How I Did It: Learning to Play the Viola at 52

by Melody Warnick | O: The Oprah Magazine, September 2012

Think it’s too late to take up a musical instrument? Vivian Reccoppa explains how she learned to play the viola at 52.

Her restless feeling
In 2006 Vivian Reccoppa found herself in an empty nest—with more time to focus on herself than she’d had in years. “I remember thinking, I want to do something different,” she says. “I want to learn something.” “Why don’t you try an instrument?” suggested her friend Elena. Reccoppa’s dreary year of piano lessons at age 10 had convinced her she lacked the discipline for music.
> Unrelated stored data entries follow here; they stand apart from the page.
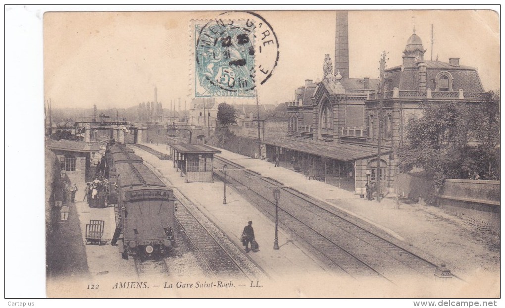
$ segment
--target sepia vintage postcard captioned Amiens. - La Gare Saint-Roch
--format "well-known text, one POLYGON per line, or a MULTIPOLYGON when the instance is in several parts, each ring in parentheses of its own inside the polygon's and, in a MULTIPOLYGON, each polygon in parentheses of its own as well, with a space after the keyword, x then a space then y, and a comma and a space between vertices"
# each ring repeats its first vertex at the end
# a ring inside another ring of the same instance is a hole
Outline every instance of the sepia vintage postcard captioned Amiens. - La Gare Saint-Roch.
POLYGON ((499 46, 490 10, 46 12, 47 297, 500 297, 499 46))

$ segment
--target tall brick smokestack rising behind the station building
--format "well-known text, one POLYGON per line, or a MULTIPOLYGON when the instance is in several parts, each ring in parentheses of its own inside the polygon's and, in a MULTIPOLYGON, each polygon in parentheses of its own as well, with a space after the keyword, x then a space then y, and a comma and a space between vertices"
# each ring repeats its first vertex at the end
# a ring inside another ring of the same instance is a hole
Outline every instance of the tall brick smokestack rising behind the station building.
POLYGON ((335 27, 335 76, 349 78, 349 34, 347 11, 337 11, 335 27))

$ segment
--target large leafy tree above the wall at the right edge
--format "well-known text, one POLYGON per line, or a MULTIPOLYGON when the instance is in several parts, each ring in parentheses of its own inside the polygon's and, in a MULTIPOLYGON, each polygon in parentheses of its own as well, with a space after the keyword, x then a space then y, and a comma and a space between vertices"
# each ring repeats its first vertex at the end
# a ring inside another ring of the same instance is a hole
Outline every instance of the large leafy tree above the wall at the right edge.
POLYGON ((499 179, 499 91, 479 104, 453 101, 421 104, 423 117, 407 125, 406 144, 399 148, 402 172, 422 168, 433 177, 438 193, 444 179, 499 179))

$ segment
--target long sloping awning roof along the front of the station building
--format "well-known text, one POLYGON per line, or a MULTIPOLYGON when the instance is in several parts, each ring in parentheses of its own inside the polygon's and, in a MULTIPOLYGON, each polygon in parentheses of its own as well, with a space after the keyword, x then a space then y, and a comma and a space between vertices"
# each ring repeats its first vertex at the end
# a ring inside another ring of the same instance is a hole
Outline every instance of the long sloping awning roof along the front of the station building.
MULTIPOLYGON (((330 143, 294 137, 272 138, 265 140, 264 143, 344 162, 377 155, 377 146, 374 145, 330 143)), ((389 151, 389 148, 381 149, 382 154, 389 151)))

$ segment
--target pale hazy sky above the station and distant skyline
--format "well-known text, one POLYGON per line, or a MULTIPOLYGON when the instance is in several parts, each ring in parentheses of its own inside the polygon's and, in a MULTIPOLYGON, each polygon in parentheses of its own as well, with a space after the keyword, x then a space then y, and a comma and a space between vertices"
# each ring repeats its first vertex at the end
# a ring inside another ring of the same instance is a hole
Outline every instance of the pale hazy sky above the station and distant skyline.
MULTIPOLYGON (((44 99, 58 107, 128 108, 154 100, 164 108, 192 98, 191 20, 220 12, 55 12, 43 16, 44 99)), ((260 103, 294 97, 306 79, 323 75, 324 55, 334 60, 334 11, 258 11, 275 31, 279 61, 258 88, 260 103)), ((388 67, 401 64, 413 33, 423 41, 425 60, 476 67, 485 90, 499 88, 499 23, 493 11, 349 11, 351 78, 377 78, 381 52, 388 67)), ((222 99, 220 101, 223 101, 222 99)), ((255 103, 254 100, 224 99, 255 103)))

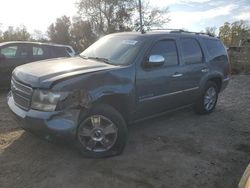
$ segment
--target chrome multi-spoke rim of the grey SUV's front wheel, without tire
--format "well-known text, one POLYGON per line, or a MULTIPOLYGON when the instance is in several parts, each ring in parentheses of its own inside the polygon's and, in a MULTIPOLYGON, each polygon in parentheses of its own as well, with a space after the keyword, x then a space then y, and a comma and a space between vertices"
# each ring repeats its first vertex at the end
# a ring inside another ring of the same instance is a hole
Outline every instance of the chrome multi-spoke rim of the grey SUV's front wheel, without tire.
POLYGON ((92 115, 85 119, 78 130, 78 139, 89 151, 104 152, 113 147, 118 129, 107 117, 92 115))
But Elena, a violinist who cofounded an orchestra for amateur adult musicians, kept suggesting the idea until Reccoppa agreed to try the viola—which, she figured, was small enough to schlep on the subway.

Her rocky start
Reccoppa braced for the humiliation of being the lone adult towering over a line of 6-year-olds in the lobby of her local music school. But her insecurity dissipated the moment her teacher tucked a viola under her chin and helped her guide the bow across the strings. “Every once in a while, there was a note that sounded like…a note,” Reccoppa says. The lessons became a bright spot in her schedule. “I always leave happy,” she says.

Her community
Reccoppa bought a student viola on eBay for $120 and began supplementing her private lessons with free instructionals she found on YouTube. She aimed to practice three or four hours a week but didn’t beat herself up when a late night at work interrupted her schedule. Eventually, she tagged along with Elena to a rehearsal of her orchestra. “It was wonderful to be a part of something so big and beautiful,” Reccoppa says. She started rehearsing with the group every Sunday.

Her payoff
At first it was hard to imagine “how I’d ever hold my left wrist level, get my fingers in the right position, hold my bow correctly, move the bow straight, and look at the music while keeping an eye on the conductor,” Reccoppa admits. But she now tackles works by Handel and Haydn. “I feel like I’m waking up a new part of my brain,” says Reccoppa, who believes that her age, far from holding her back, has only increased her determination to succeed. “I’m not there because my mom is making me go,” she says. “I’m there because I’m excited to learn this.”